On Sunday nights my father would make a plate of vegetables on an extra-large serving plate. Carrots, cucumber, green pepper, radish and a giant beetle, just kidding, were served up weekly, and often with a tub of dip in the middle, either a clam or shrimp variety, which my father made with cream cheese, the canned seafood with a little of the reserved juice, chopped onions, and some Worcestershire and lime juice.
We’d sit around the plate like it was an offering to a king or queen, and wait for our father to signal that we could touch it. I remember eating the carrots and staring out the window at the mobile home across the street and trying to see through the siding like Superman when he’s hovering above the city with his hands on his hips looking for trouble, since my father had told us carrots were good for eyesight. “If I eat enough of them, will I develop x-ray vision?” I said. “It’s possible,” he said.

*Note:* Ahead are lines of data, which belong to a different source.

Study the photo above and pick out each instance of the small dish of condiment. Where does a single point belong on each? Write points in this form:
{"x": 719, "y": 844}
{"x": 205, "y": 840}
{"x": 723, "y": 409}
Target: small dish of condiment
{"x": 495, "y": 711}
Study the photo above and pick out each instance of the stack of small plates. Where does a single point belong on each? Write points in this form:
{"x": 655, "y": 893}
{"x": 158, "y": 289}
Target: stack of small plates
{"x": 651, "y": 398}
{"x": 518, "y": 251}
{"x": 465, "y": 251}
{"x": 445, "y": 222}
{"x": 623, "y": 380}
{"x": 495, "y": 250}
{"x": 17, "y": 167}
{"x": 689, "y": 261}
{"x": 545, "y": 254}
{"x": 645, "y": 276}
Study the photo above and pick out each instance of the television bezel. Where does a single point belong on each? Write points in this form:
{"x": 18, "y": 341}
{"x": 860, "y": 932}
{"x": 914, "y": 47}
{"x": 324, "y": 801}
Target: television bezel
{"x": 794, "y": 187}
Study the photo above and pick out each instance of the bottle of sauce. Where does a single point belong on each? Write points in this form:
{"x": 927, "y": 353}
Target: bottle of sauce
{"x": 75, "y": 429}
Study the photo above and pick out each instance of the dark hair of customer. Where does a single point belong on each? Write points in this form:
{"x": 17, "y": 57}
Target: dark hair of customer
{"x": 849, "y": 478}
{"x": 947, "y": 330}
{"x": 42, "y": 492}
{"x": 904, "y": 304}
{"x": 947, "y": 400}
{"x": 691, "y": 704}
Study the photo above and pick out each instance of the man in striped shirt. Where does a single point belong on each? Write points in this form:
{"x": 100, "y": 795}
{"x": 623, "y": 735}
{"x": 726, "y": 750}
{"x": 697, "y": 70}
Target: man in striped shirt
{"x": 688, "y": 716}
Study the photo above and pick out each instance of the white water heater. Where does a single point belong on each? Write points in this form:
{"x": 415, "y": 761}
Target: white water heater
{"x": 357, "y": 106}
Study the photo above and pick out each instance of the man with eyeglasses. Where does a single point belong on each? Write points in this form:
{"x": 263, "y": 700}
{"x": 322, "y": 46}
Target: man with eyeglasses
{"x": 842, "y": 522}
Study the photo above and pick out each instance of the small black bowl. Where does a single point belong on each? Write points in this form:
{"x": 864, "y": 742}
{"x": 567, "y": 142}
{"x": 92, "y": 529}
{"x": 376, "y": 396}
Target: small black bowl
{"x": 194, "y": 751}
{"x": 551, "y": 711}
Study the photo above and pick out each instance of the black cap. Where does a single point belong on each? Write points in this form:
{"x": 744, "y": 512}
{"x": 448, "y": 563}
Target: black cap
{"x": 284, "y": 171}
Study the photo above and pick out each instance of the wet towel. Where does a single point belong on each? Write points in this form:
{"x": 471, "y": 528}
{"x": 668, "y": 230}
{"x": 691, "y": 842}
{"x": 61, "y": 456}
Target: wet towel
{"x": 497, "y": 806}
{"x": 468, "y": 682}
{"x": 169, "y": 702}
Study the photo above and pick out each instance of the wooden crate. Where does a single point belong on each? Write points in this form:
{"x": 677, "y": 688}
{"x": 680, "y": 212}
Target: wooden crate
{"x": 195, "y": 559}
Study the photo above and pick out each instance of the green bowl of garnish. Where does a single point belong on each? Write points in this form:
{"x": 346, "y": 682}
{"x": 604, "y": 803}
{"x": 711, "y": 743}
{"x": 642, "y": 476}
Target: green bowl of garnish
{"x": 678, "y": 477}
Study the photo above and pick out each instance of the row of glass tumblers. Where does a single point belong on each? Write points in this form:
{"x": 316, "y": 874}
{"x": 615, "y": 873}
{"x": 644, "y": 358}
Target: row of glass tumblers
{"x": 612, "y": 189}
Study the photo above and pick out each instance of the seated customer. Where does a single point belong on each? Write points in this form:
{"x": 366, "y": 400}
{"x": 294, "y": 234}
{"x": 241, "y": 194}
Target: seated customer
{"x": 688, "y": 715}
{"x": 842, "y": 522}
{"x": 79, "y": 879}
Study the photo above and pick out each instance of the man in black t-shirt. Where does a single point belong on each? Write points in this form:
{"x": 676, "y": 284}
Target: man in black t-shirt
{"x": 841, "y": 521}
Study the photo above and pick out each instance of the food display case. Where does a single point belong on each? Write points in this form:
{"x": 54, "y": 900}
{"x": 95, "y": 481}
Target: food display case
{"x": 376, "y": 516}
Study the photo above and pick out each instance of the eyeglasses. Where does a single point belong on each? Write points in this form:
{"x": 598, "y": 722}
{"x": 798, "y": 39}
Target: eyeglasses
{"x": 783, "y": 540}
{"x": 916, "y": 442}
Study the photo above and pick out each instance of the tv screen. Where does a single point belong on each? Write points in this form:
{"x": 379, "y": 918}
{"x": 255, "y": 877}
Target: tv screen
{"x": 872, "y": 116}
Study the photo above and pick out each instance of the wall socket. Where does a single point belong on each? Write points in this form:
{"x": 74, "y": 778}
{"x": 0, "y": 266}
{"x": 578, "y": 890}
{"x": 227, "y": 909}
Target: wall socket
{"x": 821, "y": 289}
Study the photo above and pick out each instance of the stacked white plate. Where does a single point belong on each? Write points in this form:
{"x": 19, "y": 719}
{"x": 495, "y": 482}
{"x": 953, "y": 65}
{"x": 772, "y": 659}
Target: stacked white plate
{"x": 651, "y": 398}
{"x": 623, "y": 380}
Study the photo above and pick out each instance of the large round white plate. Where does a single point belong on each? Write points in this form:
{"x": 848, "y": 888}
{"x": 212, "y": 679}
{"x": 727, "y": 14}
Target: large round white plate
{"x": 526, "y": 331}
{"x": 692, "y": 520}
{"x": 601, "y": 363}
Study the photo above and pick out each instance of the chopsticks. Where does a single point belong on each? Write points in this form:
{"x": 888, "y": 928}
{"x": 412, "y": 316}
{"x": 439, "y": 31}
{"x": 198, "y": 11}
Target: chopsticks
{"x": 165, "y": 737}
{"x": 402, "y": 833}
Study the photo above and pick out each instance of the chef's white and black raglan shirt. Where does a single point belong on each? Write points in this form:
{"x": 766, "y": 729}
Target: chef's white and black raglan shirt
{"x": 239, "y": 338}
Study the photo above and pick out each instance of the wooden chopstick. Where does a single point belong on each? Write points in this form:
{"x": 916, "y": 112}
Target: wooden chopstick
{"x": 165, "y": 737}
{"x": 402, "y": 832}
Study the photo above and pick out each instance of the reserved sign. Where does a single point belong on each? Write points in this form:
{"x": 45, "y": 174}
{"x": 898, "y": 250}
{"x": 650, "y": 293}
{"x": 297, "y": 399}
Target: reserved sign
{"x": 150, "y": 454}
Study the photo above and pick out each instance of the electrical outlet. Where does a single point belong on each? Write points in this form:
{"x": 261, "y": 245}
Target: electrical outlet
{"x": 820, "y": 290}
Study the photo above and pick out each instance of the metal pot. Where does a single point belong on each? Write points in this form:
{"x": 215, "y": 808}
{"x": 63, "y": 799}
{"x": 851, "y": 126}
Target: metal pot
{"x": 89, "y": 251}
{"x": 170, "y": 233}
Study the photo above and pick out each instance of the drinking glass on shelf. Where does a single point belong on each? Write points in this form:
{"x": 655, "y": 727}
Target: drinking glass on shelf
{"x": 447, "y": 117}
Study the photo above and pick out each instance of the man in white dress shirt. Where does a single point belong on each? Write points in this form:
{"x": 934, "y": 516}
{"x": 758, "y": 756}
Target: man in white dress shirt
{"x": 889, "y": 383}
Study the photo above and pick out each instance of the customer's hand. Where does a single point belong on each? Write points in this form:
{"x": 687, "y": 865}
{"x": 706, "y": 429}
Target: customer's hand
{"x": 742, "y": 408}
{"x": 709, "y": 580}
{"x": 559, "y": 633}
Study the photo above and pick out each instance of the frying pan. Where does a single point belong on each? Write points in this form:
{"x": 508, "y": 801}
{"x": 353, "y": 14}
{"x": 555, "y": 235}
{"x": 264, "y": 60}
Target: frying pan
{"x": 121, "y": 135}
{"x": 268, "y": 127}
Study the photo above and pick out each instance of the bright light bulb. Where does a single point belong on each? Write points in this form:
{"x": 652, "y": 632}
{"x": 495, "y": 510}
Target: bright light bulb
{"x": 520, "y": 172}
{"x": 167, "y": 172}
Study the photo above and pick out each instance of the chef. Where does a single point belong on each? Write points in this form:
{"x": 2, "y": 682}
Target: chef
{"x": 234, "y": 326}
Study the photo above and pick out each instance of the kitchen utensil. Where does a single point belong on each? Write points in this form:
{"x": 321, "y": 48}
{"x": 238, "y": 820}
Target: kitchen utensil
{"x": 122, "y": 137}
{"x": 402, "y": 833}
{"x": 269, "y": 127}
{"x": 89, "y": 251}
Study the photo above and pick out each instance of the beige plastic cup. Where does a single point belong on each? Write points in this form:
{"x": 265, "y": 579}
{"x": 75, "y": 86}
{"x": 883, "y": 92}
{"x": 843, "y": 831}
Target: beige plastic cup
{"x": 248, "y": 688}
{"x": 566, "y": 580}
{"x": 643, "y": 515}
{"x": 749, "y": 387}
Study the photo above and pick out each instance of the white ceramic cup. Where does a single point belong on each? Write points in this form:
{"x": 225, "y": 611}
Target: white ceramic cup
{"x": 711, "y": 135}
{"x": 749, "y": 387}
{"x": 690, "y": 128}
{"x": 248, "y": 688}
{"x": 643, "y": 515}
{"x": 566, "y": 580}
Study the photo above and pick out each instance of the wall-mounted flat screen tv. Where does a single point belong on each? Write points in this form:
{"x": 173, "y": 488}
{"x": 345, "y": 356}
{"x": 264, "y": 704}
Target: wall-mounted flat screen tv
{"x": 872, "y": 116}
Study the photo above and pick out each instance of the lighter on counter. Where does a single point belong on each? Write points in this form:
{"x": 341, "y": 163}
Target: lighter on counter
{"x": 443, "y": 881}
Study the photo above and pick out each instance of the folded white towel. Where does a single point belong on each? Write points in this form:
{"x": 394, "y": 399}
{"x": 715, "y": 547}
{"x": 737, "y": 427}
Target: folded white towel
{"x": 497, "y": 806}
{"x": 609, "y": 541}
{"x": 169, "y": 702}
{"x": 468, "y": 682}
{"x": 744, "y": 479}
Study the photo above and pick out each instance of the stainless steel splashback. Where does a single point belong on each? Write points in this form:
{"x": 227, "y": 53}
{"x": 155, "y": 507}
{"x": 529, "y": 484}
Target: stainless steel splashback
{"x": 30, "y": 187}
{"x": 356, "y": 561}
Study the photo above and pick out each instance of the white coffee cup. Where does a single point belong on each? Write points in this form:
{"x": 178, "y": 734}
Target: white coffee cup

So, I kept eating them
while imagining the connections in my eyeballs firing with golden light meant to transform my ocular nerve into a kind of long-range x-ray machine.
I was intent on walking off the cliff at the edge of my ordinary humanity, and flying like Jonathan Livingston Seagull over the ocean while looking to pull the bullets out of a war like the one that could happen any day now in Ukraine.
Which is just what the wannabe superhero does when they are embracing that transcending their ordinary humanity is unattainable. They stop believing in the whole x-ray vision thing, and carrots, usually the cooked variety, become one of those things you eat and don’t spit out when you’re over a friend’s house and don’t want to insult his family’s cooking.